“Heat and animosity, contest and conflict, may sharpen the wits, although they rarely do; they never strengthen the understanding, clear the perspicacity, guide the judgment, or improve the heart” (Walter Savage Landor).
I EXPECT SOME WILL SHAKE THEIR HEADS (OR MAYBE EVEN WINCE) IN DISMAY AT THE SIGHT OF “PERSPICACITY” IN A BOOK LIKE THIS. But then again, those who know me will probably not be surprised at all. In any case, take a moment today to consider this good word. The idea behind it is, in fact, an enthusiastic idea.

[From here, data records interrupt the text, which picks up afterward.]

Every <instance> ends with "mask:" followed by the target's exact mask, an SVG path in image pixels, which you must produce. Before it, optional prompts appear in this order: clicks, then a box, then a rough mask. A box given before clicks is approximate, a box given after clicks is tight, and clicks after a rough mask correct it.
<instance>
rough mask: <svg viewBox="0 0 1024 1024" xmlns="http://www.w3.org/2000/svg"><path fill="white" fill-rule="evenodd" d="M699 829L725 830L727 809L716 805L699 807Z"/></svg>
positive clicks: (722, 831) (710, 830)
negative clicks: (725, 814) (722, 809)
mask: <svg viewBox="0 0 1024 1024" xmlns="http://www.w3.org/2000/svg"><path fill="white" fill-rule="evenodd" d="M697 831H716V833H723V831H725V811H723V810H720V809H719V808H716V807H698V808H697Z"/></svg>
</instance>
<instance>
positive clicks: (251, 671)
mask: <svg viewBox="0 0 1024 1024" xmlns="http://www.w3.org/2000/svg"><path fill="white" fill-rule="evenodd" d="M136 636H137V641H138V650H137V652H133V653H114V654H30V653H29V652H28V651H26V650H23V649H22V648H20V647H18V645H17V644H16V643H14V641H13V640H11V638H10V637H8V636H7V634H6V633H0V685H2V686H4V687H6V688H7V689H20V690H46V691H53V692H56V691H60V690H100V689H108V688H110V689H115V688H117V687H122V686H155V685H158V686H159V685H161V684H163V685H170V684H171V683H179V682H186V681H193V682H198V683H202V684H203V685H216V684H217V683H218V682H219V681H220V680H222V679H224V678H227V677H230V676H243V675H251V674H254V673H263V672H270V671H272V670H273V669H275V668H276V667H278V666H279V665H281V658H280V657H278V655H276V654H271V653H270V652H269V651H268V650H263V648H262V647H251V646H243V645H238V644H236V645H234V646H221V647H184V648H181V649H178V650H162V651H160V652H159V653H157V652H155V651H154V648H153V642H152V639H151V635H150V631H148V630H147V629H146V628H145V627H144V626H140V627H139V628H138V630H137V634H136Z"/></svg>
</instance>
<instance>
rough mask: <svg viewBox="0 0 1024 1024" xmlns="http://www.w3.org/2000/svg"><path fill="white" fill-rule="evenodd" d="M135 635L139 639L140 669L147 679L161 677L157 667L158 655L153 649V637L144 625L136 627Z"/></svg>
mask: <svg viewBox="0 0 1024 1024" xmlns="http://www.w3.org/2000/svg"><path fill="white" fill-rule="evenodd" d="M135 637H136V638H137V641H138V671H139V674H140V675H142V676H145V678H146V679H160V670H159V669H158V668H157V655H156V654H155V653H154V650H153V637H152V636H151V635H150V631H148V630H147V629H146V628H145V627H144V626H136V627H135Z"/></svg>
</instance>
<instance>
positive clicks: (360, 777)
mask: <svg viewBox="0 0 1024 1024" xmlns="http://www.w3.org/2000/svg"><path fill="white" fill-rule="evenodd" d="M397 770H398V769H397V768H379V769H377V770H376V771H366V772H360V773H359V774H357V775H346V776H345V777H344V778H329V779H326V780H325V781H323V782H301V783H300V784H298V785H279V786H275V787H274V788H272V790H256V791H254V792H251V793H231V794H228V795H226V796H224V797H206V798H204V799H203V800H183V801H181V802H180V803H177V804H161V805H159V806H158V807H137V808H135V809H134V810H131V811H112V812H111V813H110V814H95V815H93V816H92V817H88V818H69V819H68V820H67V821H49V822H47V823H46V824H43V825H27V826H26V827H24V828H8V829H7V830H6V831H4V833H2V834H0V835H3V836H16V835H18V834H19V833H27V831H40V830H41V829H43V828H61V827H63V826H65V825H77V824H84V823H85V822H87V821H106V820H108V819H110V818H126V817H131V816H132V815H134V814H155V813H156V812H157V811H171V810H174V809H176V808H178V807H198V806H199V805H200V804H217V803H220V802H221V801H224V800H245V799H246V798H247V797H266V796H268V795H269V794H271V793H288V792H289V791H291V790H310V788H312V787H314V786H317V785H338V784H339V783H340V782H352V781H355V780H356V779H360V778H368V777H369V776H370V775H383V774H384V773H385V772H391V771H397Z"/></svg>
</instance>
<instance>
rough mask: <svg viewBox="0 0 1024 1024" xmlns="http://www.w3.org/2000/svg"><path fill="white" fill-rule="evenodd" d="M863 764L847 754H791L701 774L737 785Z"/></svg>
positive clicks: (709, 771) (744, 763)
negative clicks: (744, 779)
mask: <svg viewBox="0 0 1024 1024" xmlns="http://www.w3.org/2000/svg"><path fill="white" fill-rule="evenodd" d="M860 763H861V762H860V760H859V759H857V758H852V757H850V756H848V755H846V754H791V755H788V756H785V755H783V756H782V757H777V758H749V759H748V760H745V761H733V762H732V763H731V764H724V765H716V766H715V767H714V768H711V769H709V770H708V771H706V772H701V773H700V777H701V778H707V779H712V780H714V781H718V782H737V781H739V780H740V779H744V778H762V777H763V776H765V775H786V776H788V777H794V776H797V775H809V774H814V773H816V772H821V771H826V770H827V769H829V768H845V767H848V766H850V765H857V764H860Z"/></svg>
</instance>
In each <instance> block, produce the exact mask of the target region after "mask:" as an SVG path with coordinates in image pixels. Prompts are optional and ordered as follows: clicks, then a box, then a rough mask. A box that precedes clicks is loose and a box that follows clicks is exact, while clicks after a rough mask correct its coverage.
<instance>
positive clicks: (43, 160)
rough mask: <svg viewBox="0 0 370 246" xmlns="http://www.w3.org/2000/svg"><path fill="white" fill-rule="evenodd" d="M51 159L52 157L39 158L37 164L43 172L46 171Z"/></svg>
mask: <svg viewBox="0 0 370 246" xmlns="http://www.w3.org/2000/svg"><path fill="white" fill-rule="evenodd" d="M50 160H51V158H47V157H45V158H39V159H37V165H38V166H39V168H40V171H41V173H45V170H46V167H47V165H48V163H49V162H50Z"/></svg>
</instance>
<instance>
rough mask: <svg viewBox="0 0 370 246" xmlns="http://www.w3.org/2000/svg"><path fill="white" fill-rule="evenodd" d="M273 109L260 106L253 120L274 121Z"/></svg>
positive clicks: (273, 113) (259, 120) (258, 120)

Actually, there are two words we need to look at. The first is “perspicacity,” which means the ability to understand things clearly. The second is “perspicuity,” which means expressing ourselves clearly. Both words come from a Latin root meaning “to look through,” so they convey the idea of clarity, lucidness, and transparency.
Understanding. Everybody has had the experience of seeing an idea but not seeing it clearly. After learning a new concept, most of us find it takes a while before the point comes into sharp focus in our minds. But that sharp focus or clarity is worth working for. We need to keep studying important ideas until we understand them well. And not only that, but we need to work on increasing our powers of understanding — our perspicacity — so that it takes less time to gain a clear focus than it did when our minds weren’t as well trained.
Expression. It is possible to understand something clearly but not be able to communicate it clearly to another person. So we need to work on both our thinking and our communicating, until we can express important ideas in a clear manner. Strictly speaking, we don’t really understand a thing until we can explain it to someone else.
Perfect clarity is not achievable, of course, either in our thinking or our communicating. But improving in these areas is a worthy goal. I challenge you, therefore, to stretch yourself and think about both your “perspicacity” and your “perspicuity.” How clearly do you perceive things, and how clearly do you express them? Any progress you can make in either of these areas will be well worth whatever it costs you.
“Where we cannot invent, we may at least improve; we may give somewhat of novelty to that which was old, condensation to that which was diffuse, perspicuity to that which was obscure, and currency to that which was recondite” (Charles Caleb Colton).